In the wake of Donald Trump’s surprise victory that year, the American Association for Public Opinion Research (AAPOR), the country’s largest organization of survey researchers, found that pollsters had failed to adjust for an overrepresentation of college grads, who tend to lean toward Democrats.

Some companies adjusted accordingly this time around. AAPOR is warning that it’s too early to draw any conclusions about polling accuracy for 2020.

But some miscues are too glaring to avoid. No public poll suggested that Republican Senator Susan Collins had a hope of re-election in Maine (she’s up by nine points). One put Biden up by 17 points in Wisconsin (he’s ahead by 0.6). Most showed Biden was a lock in Florida (Trump took it by three points).

The venerable polling centre at Quinnipiac University showed an 11-point lead for Biden nationally as well as advantages in Florida and Ohio.

“A full examination of what went wrong with polls this year is going to take a while,” said the poll’s director, Doug Schwartz. “At the moment, I still need to see the final election results and final exit-poll results, and without those I’m not able to make even preliminary hypotheses about what exactly the issues are.”

Another theory hatched after the 2016 election held that social-desirability bias made Trump supporters hesitant to declare their voting intentions to pollsters. This became known as the “shy Trump theory.” Researchers can only draw simple conclusions about the elusiveness of Trump voters this time around.

“His supporters may be particularly unlikely to participate in polls, at least in some parts of the country,” said Courtney Kennedy, director of survey research at the Pew Research Center.

But those who did participate were far more enthusiastic than Biden supporters, something the IBD/TIPP poll weighed to reach one of the most accurate predictions of popular support for the candidates. “There were these 10-point leads for Biden in polls and I wasn’t seeing any enthusiasm for him,” said Raghavan Mayur, president of TechnoMetrica, which runs the IBD/TIPP poll. “Common sense told me something was off.”

At Wick, Mr. Burrell said he found that Trump supporters simply weren’t participating in polls. They weren’t shy, he says, they were disillusioned.

“It’s clear there’s a subset of the population who feel underrepresented and disenfranchised who don’t want to take polls any more,” he said. “They don’t trust the democratic process, they don’t trust the media. That’s a difficult thing to account for.”

In recent weeks, Mr.

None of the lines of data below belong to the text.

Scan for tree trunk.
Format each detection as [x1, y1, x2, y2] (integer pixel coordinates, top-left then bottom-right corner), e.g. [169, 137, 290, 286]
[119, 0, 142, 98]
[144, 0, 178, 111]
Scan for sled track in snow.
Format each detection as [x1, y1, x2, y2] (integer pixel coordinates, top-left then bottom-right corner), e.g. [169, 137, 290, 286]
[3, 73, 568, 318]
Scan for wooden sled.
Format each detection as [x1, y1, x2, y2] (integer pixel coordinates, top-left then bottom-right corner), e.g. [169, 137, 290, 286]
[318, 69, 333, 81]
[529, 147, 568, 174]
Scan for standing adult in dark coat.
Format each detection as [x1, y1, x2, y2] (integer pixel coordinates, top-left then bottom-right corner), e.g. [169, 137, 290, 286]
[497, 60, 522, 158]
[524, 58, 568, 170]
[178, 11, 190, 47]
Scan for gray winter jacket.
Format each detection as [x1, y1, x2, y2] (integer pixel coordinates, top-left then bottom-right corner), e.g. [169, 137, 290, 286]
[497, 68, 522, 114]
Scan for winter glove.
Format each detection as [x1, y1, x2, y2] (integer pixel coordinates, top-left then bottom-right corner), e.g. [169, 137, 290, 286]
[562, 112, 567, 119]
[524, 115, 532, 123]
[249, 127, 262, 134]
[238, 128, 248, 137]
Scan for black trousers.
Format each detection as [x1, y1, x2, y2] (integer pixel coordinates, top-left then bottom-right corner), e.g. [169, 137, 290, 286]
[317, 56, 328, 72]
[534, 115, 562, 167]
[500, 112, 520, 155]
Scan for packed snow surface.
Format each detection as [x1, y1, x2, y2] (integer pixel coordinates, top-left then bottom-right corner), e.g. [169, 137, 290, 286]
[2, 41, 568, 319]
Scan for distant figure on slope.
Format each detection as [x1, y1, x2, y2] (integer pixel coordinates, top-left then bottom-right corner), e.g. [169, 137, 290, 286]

Burrell dropped $2,000 on scholarly articles looking at polling methods in the Soviet Union, wartime Germany, China and other non-democratic societies where a lack of institutional trust led to disengaged polling subjects.

He made an array of methodological changes. He found that Wick had an overrepresentation of voters with postgraduate degrees and early voters – two categories that lean toward Mr. Biden – and an underrepresentation of white working-class voters, who favour Mr. Trump.

After accounting for these issues, Wick polls correctly picked winners in most of the battleground states. However, he also had Mr. Trump winning by a hair.

“I’ve heard people say this will kill polling," he said of industry errors. “No it won’t. The demand for accurate public-opinion research is higher than ever. This will get corrected, people will figure it out.”